Metadata-Version: 2.4
Name: gpumod
Version: 0.1.6
Summary: GPU Service Manager for ML workloads
Project-URL: Homepage, https://github.com/jaigouk/gpumod
Project-URL: Repository, https://github.com/jaigouk/gpumod
Project-URL: Issues, https://github.com/jaigouk/gpumod/issues
Author: Jaigouk Kim
License-Expression: Apache-2.0
License-File: LICENSE
Keywords: gpu,llama-cpp,ml,service-manager,vllm,vram
Classifier: Development Status :: 3 - Alpha
Classifier: License :: OSI Approved :: Apache Software License
Classifier: Programming Language :: Python :: 3.12
Classifier: Programming Language :: Python :: 3.13
Classifier: Topic :: System :: Hardware
Requires-Python: >=3.12
Requires-Dist: aiosqlite<1.0,>=0.20
Requires-Dist: docker<8.0,>=7.0
Requires-Dist: fastmcp<4.0,>=3.0
Requires-Dist: httpx<1.0,>=0.27
Requires-Dist: huggingface-hub<2.0,>=1.4.1
Requires-Dist: jinja2<4.0,>=3.1
Requires-Dist: nvidia-ml-py<13.0,>=12.560
Requires-Dist: pydantic-settings<3.0,>=2.0
Requires-Dist: pydantic<3.0,>=2.0
Requires-Dist: rich<15.0,>=14.0
Requires-Dist: rlms<1.0,>=0.1.0
Requires-Dist: textual<2.0,>=1.0
Requires-Dist: typer<1.0,>=0.9
Requires-Dist: watchfiles<2.0,>=1.1.1
Description-Content-Type: text/markdown

# gpumod

GPU Service Manager for ML workloads on Linux/NVIDIA systems.
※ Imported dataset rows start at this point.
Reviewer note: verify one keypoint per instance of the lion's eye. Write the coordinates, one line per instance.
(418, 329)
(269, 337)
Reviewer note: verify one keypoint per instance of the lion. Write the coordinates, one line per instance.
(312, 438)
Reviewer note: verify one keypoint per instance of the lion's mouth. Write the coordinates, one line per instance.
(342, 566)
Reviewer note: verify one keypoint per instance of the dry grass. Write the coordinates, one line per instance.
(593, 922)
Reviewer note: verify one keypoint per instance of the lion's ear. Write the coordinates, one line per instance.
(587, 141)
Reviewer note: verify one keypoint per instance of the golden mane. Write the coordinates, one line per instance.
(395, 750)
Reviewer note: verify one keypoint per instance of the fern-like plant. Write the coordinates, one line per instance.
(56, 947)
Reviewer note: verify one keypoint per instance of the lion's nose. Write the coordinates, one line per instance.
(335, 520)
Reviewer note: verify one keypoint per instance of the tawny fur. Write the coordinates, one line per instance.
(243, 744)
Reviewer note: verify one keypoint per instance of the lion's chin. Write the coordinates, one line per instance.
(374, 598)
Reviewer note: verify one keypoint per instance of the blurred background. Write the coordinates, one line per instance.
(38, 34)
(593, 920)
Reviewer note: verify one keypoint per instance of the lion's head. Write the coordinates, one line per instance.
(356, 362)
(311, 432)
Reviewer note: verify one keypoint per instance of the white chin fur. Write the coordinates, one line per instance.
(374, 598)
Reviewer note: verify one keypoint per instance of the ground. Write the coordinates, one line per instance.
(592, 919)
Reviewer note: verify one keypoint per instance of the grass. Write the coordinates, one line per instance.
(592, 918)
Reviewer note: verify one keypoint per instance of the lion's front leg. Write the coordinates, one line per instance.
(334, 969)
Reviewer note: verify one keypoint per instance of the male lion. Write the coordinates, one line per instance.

gpumod manages vLLM, llama.cpp, FastAPI, and Docker-based inference services on
NVIDIA GPUs. It tracks VRAM allocation, supports mode-based service switching,
provides VRAM simulation before deployment, and exposes an MCP server for AI
assistant integration.

## Features

- **Service Management** -- Register, start, stop, and monitor GPU services
  with support for vLLM, llama.cpp, FastAPI, and Docker drivers
- **Mode Switching** -- Define named modes (e.g., "chat", "coding") that
  bundle services together and switch between them
- **VRAM Simulation** -- Simulate VRAM for any configuration before
  deployment, with alternative suggestions when capacity is exceeded
- **Model Registry** -- Track ML models with metadata from HuggingFace Hub
  or GGUF files, with automatic VRAM estimation
- **MCP Server** -- Expose GPU management as an MCP server for Claude Code,
  Cursor, Claude Desktop, and other MCP-compatible AI assistants
- **Template Engine** -- Generate and install systemd unit files from Jinja2
  templates, customized per driver type
- **AI Planning** -- LLM-assisted VRAM allocation suggestions (advisory only)
- **Interactive TUI** -- Terminal dashboard with live GPU status
- **Rich CLI** -- Beautiful output with tables, VRAM bar charts, and JSON mode

## Installation

Requires [uv](https://docs.astral.sh/uv/), Python >= 3.12, Linux with
NVIDIA GPU, and `nvidia-smi` in PATH.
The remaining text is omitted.